[Haskell-cafe] monads once again: a newbie perspective

Thu Aug 24 14:53:03 EDT 2006

Hello!

I' m new to Haskell and try to find my way through types and monads.
I tried the yet Another Haskell Tutorial, very useful for types, but
almost unreadable for monads (that's my perspective!).
Then I discovered that wonderful paper by Wadler (Monads for
functional programming).
So I started "translating it" for someone who can be scared of
something with an abstract and footnotes coming from a professor.

I started writing it in order to clarify to myself this difficult
topic. I think I'm now grasping the concept of monads. 
I thought that someone else could find my writings useful.

It could become a page on the wiki. But before posting there I would
like to have your opinion. Perhaps this is just something unreadable.

Let me know.
Andrea
-------------- next part --------------
An evaluation of Philip Wadler's "Monads for functional programming"
(avail. from http://homepages.inf.ed.ac.uk/wadler/topics/monads.html)

Let's start with something simple: suppose we want to implement a new
programming language. We just finished with Abelson and Sussman's
Structure and Interpretation of Computer Programs
[http://swiss.csail.mit.edu/classes/6.001/abelson-sussman-lectures/]
and we want to test what we have learned.

Our programming language will be very simple: it will just compute the
sum operation.
So we have just one primitive operation (Add) that takes to constants
and calculates their sum
For instance, something like:
(Add (Con 5) (Con 6))
should yeld:
11

We will implement our language with the help of a data type
constructor such as:

> module MyMonads where
> data Term = Con Int
>          | Add Term Term
>            deriving (Show)

After that we build our interpreter:

> eval :: Term -> Int
> eval (Con a) = a
> eval (Add a b) = eval a + eval b

That's it. Just an example:

*MyMonads> eval (Add (Con 5) (Con 6))
11

Very very simple. The evaluator checks if its argument is a Cons: if
it is it just returns it.
If it's not a Cons, but it is a Term, it evaluates the right one and
sums the result with the result of the evaluation of the second term.

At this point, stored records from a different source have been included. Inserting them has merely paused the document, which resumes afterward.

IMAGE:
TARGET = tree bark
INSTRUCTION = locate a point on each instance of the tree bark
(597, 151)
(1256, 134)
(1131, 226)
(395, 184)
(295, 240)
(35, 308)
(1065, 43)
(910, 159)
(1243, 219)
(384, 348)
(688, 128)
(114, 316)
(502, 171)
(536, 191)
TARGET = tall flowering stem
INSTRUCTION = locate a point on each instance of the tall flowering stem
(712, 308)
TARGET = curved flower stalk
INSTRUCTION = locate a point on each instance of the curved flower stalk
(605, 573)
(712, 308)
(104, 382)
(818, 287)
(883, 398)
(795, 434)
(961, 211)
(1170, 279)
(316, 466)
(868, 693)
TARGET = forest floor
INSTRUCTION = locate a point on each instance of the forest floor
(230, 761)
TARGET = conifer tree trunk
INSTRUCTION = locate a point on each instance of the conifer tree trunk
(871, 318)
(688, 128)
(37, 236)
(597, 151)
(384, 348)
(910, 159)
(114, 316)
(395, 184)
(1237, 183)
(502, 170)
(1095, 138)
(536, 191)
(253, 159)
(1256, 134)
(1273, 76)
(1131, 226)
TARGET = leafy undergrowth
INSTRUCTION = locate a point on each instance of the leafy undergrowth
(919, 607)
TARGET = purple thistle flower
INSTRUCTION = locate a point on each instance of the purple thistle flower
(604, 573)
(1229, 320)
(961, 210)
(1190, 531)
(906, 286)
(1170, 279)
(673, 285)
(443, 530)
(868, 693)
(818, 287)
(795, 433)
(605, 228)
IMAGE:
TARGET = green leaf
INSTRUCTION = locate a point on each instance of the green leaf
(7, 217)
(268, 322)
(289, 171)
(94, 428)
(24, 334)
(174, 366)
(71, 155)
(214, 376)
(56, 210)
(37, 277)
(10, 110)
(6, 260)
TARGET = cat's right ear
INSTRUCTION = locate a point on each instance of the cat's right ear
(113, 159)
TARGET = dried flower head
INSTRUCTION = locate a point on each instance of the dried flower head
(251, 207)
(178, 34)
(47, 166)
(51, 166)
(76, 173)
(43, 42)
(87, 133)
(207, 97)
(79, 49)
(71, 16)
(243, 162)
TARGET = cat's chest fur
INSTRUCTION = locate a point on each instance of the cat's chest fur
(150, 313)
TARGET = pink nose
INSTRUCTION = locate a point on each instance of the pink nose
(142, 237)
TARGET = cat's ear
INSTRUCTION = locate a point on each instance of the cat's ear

Now, that's fine, but we'd like to add some features, like providing
some output, to show how the computation was carried out.
Well, but Haskell is a pure functional language, with no side effects,
we were told.
Now we seem to be wanting to create a side effect of the computation,
its output, and be able to stare at it...
If we had some global variable to store the out that would be
simple...
But we can create the output and carry it along the computation,
concatenating it with the old one, and present it at the end of the
evaluation together with the evaluation of the expression!
Simple and neat!

> type MOut a = (a, Output)
> type Output = String
> 
> formatLine :: Term -> Int -> Output
> formatLine t a = "eval (" ++ show t ++ ") <= " ++ show a ++ " - "                                                       
> 
> evalO :: Term -> MOut Int
> evalO (Con a) = (a, formatLine (Con a) a)
> evalO (Add t u) = ((a + b),(x ++ y ++ formatLine (Add t u) (a + b)))
>     where (a, x) = evalO t
>           (b, y) = evalO u

Now we have what we want. But we had to change our evaluator quite a
bit. First we added a function, that takes a Term (of the expression
to be evaluated), an Int (the result of the evaluation) and gives back
an output of type Output (that is a synonymous of String). 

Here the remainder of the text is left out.